METHODS: Twice-weekly surveillance blood testing with GM EIA and BDG assay was performed during periods of neutropenia in the context of a randomized trial of children, adolescents, and young adults with AML allocated to fluconazole or caspofungin prophylaxis. Proven or probable IFD was adjudicated using blinded central reviewers. The sensitivity, specificity, positive predictive value (PPV), and negative predictive value (NPV) were calculated for Platelia and Fungitell assays alone and in combination for the outcomes of proven and probable invasive aspergillosis (IA) or invasive candidiasis (IC).
RESULTS: Among 471 patients enrolled, 425 participants (209 fluconazole and 216 caspofungin) contributed ≥1 blood specimen.
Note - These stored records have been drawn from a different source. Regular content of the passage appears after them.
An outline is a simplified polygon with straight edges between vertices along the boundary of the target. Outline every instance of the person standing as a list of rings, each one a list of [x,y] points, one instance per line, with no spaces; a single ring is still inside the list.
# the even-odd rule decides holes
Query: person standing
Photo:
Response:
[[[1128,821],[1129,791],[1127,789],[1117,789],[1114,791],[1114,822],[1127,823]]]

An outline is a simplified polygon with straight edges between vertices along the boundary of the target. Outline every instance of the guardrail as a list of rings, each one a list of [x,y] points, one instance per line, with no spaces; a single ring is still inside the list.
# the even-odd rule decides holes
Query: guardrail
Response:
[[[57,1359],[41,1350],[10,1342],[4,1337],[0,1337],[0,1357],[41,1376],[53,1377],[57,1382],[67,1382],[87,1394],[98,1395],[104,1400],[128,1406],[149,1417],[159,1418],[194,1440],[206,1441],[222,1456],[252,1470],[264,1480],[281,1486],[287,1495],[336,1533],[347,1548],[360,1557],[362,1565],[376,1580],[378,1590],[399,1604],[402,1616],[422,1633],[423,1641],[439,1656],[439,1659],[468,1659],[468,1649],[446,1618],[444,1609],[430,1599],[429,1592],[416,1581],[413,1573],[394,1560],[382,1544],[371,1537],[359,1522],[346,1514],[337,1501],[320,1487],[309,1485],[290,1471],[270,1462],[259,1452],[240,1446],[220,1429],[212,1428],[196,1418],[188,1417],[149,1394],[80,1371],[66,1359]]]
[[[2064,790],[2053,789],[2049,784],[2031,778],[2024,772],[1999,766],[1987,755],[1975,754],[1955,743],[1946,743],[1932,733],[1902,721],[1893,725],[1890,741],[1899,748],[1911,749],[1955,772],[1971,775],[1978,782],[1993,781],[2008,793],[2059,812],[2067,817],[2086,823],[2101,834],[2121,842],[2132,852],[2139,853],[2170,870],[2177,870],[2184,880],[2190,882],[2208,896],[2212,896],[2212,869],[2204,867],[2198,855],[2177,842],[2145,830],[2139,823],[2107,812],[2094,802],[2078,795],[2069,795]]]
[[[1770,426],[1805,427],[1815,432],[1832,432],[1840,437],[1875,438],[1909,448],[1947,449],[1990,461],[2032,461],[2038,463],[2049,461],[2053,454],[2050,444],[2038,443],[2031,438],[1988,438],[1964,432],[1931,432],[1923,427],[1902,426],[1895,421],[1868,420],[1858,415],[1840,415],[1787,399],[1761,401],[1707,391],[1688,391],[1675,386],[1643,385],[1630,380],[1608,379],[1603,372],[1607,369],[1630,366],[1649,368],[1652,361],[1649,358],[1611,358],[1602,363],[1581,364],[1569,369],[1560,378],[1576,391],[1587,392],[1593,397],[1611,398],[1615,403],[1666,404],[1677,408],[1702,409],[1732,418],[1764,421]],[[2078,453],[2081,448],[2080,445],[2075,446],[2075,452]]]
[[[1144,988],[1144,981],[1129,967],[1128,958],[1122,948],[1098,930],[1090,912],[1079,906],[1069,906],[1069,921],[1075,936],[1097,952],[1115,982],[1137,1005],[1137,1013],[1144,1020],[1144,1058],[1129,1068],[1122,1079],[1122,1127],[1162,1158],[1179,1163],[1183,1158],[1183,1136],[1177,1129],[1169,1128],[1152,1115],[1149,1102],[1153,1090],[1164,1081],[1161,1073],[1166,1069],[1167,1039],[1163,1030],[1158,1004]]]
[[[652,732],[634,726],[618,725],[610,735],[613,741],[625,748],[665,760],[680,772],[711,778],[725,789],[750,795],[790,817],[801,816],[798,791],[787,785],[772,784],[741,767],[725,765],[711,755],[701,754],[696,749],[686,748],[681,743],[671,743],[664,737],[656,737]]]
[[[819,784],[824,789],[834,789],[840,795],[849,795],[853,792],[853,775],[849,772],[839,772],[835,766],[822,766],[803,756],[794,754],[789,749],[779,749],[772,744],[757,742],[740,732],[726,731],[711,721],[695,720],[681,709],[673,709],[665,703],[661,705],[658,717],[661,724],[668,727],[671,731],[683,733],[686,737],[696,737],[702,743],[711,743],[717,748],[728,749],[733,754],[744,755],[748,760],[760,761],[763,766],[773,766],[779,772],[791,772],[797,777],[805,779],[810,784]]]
In total, 6103 specimens were evaluated, with a median of 15 specimens per patient (range 1-43). The NPV was >99% for GM EIA and BDG assay alone and in combination. However, there were no true positive results, resulting in sensitivity and PPV for each assay of 0%.
CONCLUSIONS: The GM EIA and the BDG assay alone or in combination were not successful at detecting IA or IC during periods of neutropenia in children, adolescents, and young adults with AML receiving antifungal prophylaxis. Utilization of these assays for surveillance in this clinical setting should be discouraged.